As declarações foram dadas em uma investigação parlamentar que revisita relações, documentos e registros associados a Epstein, condenado por crimes sexuais em 2008 e morto em 2019 enquanto aguardava julgamento em outro caso federal. Gates, um dos nomes mais conhecidos da tecnologia e da filantropia mundial, já havia reconhecido publicamente encontros com Epstein e dito que se arrependia de ter mantido contato com ele.

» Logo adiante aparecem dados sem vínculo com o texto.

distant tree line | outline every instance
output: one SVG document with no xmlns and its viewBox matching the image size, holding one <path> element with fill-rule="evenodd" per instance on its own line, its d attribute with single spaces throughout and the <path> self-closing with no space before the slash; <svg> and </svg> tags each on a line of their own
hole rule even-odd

Nos relatos publicados sobre a sessão, Gates também é descrito como tendo negado ter vitimado qualquer pessoa. A frase, por envolver uma investigação sensível e um personagem ligado a crimes sexuais, exige leitura estrita: não há indicação de denúncia, acusação formal ou condenação contra Gates no caso Epstein.
O que Gates diz sobre os contatos com Epstein
A versão atribuída a Gates busca separar três pontos que frequentemente se misturam no debate público: a existência de encontros, a tentativa de obter apoio ou intermediação para projetos filantrópicos e qualquer inferência criminal. O primeiro ponto já era conhecido; o segundo aparece como explicação para a aproximação; o terceiro não é sustentado por acusação formal contra o fundador da Microsoft.
Epstein circulou por anos entre empresários, acadêmicos, políticos e figuras do mercado financeiro, o que tornou seus registros de contatos alvo de disputa pública após sua prisão e morte. A presença de nomes em agendas, fotos ou documentos relacionados a ele, porém, não significa por si só participação em crimes nem endosso às condutas pelas quais o financista foi condenado.
No caso de Gates, o ponto político da audiência está em esclarecer por que os contatos ocorreram, quando terminaram e se tiveram algum desdobramento relevante para a investigação conduzida pela Câmara. A sessão reservada indica que os parlamentares trataram o tema como parte de uma revisão mais ampla sobre Epstein e sua rede de relações.
Íntegra do depoimento ainda não é pública
A Câmara dos EUA não publicou uma transcrição pública completa da audiência. Sem esse registro oficial, o conteúdo conhecido se limita às declarações atribuídas a Gates por relatos jornalísticos e ao fato de que ele foi ouvido pelo comitê em sessão reservada.
A ausência da íntegra impede verificar a sequência das perguntas, o contexto exato das respostas e se os parlamentares solicitaram documentos adicionais. Também não há registro público de uma manifestação recente da Gates Foundation sobre a audiência.
Na prática, o caso permanece em dois trilhos: Gates nega uma relação pessoal com Epstein e afirma que os contatos se deram por expectativas filantrópicas; o Congresso, por sua vez, ainda controla a divulgação do depoimento completo, que pode definir com mais precisão o alcance das perguntas feitas ao bilionário.